André Brink, en 1983. © AFP

André Brink: « On doit garder la foi en la lumière, car cet espoir rend la vie possible »

Décédé samedi à l’âge de 79 ans, l’écrivain sud-africain André Brink nous avait accordé une interview exclusive lors de la sortie de son dernier roman, Philida, où une esclave lumineuse se bat contre vents et marées, pour pouvoir exister.

« Les lâches sont ceux qui n’ont pas le courage de résister. » Tel n’est pas le cas de Philida (Actes Sud), héroïne du nouveau roman d’André Brink. Elle est digne de ce grand auteur engagé (cf. Une saison blanche et sèche, Prix Médicis), qui lutte pour l’égalité au sein d’une société scindée. Il ravive ici l’histoire de cette esclave, qui a eu quatre enfants avec l’un de ses ancêtres. Mais « sans liberté réelle, on ne peut pas aimer librement. » Aussi cette guerrière a-t-elle la volonté de s’affranchir, malgré sa condition précaire. Un magnifique portrait de femme, qui transcende ses drames pour imposer son droit à la liberté. Interview exclusive.

« Chacun a sa propre histoire », en quoi la vôtre et celle des autres est-elle inspirante ?

L’histoire est la clé qui permet d’accéder à la compréhension de la vie. Comme on ne peut pas tout inventer, j’interroge mes souvenirs d’enfance sur l’avenir possible. Le récit des adultes, qui m’entouraient, m’a éclairé sur le passé de ma famille, ma nation et mon peuple. Cette collection d’histoires, tombées du ciel, a suscité l’inspiration.
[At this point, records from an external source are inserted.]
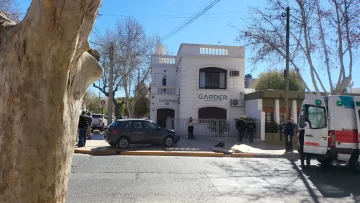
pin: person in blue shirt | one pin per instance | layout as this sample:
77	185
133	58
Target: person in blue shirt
289	133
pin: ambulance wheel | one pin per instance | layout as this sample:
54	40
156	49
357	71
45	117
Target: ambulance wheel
354	163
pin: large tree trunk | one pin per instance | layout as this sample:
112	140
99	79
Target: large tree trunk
42	81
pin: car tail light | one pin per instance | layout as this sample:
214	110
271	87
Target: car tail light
332	139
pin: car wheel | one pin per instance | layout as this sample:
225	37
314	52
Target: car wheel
325	162
168	141
123	143
354	164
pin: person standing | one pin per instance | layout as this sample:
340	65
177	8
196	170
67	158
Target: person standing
241	127
289	133
190	128
82	126
89	125
251	130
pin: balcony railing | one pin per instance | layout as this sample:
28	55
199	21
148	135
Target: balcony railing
166	90
212	50
166	60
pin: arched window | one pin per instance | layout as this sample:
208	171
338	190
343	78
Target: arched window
212	78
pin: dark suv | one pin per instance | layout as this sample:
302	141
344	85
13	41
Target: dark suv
124	132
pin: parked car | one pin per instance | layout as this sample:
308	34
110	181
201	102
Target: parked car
123	132
98	122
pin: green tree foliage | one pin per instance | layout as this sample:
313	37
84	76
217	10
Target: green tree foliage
275	80
142	107
92	102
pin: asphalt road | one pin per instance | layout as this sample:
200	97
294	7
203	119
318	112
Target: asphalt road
110	179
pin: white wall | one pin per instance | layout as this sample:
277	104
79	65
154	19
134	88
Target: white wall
355	90
189	85
158	73
253	108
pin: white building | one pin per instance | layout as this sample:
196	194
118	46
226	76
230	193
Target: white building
355	90
201	81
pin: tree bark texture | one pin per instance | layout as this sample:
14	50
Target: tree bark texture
44	73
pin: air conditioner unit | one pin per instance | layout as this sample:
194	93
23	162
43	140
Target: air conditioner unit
236	103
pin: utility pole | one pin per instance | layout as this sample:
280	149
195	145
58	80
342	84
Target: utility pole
111	75
287	62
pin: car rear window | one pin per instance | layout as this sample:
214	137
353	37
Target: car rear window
117	124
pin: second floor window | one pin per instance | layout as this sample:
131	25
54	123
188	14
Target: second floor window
164	81
212	78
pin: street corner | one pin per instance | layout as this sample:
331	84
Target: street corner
96	150
172	153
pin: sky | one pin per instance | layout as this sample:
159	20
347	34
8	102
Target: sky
161	17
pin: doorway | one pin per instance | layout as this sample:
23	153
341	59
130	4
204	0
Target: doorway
162	115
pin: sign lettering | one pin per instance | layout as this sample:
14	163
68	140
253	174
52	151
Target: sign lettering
167	100
212	97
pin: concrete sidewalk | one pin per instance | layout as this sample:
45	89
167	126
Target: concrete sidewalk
190	148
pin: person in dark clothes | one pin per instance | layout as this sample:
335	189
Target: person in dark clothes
251	129
89	125
241	127
303	155
191	129
289	133
82	126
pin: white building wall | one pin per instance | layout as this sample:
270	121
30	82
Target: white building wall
182	73
253	108
355	90
190	91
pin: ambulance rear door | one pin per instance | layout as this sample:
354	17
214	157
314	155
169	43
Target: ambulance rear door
357	109
314	120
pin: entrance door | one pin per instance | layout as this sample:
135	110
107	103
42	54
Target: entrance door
162	115
314	115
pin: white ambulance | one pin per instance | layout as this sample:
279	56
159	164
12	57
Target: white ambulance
331	126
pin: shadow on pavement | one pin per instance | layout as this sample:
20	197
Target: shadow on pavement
332	181
276	180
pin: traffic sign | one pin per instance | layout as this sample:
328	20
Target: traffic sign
102	104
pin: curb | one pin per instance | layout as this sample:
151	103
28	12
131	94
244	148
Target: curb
181	153
250	155
172	153
90	152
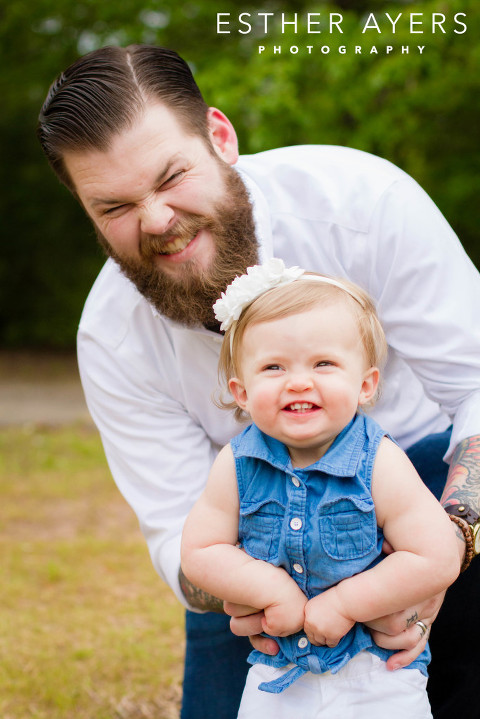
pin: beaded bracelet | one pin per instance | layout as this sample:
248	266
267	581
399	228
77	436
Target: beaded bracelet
465	529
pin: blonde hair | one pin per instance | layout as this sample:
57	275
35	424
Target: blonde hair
293	298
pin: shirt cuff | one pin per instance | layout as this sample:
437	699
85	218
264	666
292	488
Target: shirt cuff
466	423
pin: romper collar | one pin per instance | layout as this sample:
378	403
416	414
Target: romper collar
341	459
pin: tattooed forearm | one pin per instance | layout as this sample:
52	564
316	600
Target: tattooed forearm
197	597
463	483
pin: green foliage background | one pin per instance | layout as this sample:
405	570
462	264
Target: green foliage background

J’y ajoute une couche de vérité et de vécu pour voir ce qui se cache derrière le réel. Au centre de mes livres, se trouve la différence accablante entre noirs et blancs, maîtres et esclaves. J’aime m’approprier un monde qui n’est pas le mien.

Qu’est-ce qui vous touche chez Philida, cette esclave qui se sert de la loi pour contrer son sort ?

Son désir de s’affranchir. Indomptable, Philida s’oppose à tout ce qui se dresse contre elle. Cette femme croit en la vie, qu’elle ose imaginer différente, voire meilleure. Grâce à ce personnage, je m’ouvre au rêve… Il est nécessaire de s’inventer une existence pour pouvoir l’accomplir. Or Philida est entourée de lois, d’interdictions et de privations. Sa philosophie lui permet de dépasser sa réalité quotidienne. C’est dans l’acte de révolte qu’on se trouve et se retrouve. Tout être humain peut aller plus loin, en luttant contre les restrictions de liberté. En Afrique du Sud, on vit en des temps turbulents et inspirants, qui imposent de profonds changements. Les oppressés parviennent de plus en plus à se réaliser, à s’exprimer et à dire non. C’est leur façon de dire oui à la vie. Philida se moque du monde en s’imposant comme femme et être libre. Tant qu’on n’est pas libre dans sa tête, il n’y a pas de progrès.

« J’ai plus ma place à moi. » Est-ce finalement de ça que parlent tous vos livres ?

La liberté s’écrit. Ainsi mon héroïne doit dépasser ce qu’elle est : une femme et une esclave. Sa richesse ? Se définir en tant qu’être humain grâce à ses enfants qui l’obligent à se réinventer constamment. La religion est sa seule issue pour imaginer un autre univers. Plus qu’un lieu, la place comprend une dimension spirituelle, celle où l’on se réalise pleinement, celle où le monde commence. Connaître sa place est peut-être la question centrale de la vie. A près de 80 ans, je vois que ce processus évolutif est infini ! L’amour aussi est un éternel recommencement. On doit garder la foi en la lumière car cet espoir rend la vie possible.

Qu’en est-il de votre espérance pour l’Afrique du Sud ?

L’Afrique incarne un continent très ancien, renfermant tant de potentialités. Je me sens Africain car je me retrouve dans ce continent, historique et mythologique, représentant le berceau du monde. J’espérais que mon pays allait avancer, mais il semble misérable depuis l’élection de Zuma. Ce président autoritaire va à contre-sens de la nouvelle expérience africaine. C’est un homme politique du passé, trop borné pour saisir les possibilités qui sont à sa portée. Le pouvoir d’un écrivain consiste à inventer, en se glissant dans la peau d’un autre. Une manière de garder les fenêtres ouvertes sur le monde et sur sa propre lumière intérieure.

Philida, par André Brink, éd. Actes Sud, 373 p.